China's National Medical Products Administration (NMPA) has approved AriBio’s investigational new drug (IND) application to begin a Phase III clinical trial of AR1001 for early Alzheimer's disease (AD).
The Polaris-AD trial will enrol patients at up to 20 trial sites in China, keeping the same eligibility criteria as other countries participating in the trial.
The double-blind, placebo-controlled study is designed to assess the efficacy and safety of AR1001, an oral phosphodiesterase-5 (PDE5) inhibitor, in patients with early AD.

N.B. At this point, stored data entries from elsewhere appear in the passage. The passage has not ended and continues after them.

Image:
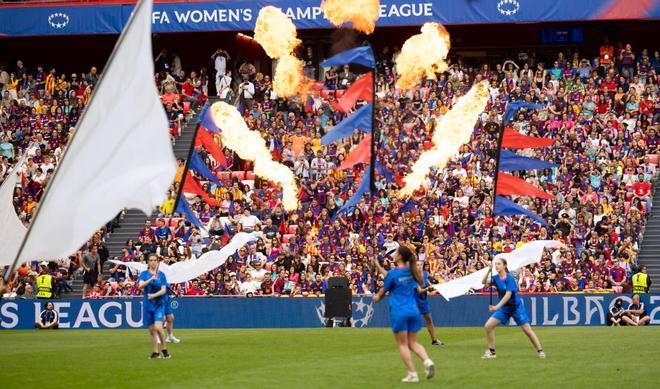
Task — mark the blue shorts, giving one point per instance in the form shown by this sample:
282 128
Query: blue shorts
406 323
168 309
518 313
150 317
424 307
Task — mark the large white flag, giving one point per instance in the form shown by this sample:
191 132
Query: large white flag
12 228
526 254
119 157
187 270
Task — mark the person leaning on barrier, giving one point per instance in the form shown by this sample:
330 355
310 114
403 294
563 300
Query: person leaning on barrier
48 319
636 313
616 313
641 281
44 283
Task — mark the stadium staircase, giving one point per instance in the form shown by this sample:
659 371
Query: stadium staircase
132 220
649 254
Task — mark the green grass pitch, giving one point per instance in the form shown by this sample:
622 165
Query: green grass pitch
578 357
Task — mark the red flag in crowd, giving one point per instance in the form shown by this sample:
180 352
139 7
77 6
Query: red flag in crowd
362 89
512 139
361 154
511 185
205 139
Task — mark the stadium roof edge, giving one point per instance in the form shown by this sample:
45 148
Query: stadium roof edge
109 16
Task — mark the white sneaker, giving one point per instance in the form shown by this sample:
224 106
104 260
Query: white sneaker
411 377
429 369
488 355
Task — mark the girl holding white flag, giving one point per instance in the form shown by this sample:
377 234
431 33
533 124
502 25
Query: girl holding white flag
510 305
402 282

Key assessment indicators for the trial include the Clinical Dementia Rating Scale – Sum of Boxes (CDR-SB), Alzheimer's Disease Assessment Scale-Cognitive Subscale (ADAS-Cog13), and the Amsterdam-Activities of Daily Living Questionnaire (A-iADL-S-QV).
Additional measures such as the Geriatric Depression Scale (GDS), Mini-Mental State Examination (MMSE), and changes in cerebrospinal fluid (CSF), imaging and plasma biomarkers will also be used to gauge the product’s impact.
The Polaris-AD IND and trial applications have now been accepted in China, the US, the UK, Germany, France, South Korea, Italy, Denmark, the Netherlands, Spain and the Czech Republic.
The trial aims to enrol an estimated 1,150 participants across more than 200 clinical centres in these countries.
AriBio CEO Dr Jai Jun Choung said: “With IND approval in all targeted countries, including China, we are one step closer to offering hope to millions of patients worldwide.
“As the first Korean biopharmaceutical company to directly manage and conduct a global Phase III clinical trial of this scale, we are committed to achieving our mission with a sense of pride and responsibility.”
AriBio is set to begin the Polaris-AD trial in China in the third quarter of this year.
In pre-clinical studies, AR1001 showed neuroprotective effects such as hindering neuron apoptosis and restoring synaptic plasticity, suggesting it may alter the course of Alzheimer's disease through multiple mechanisms of action.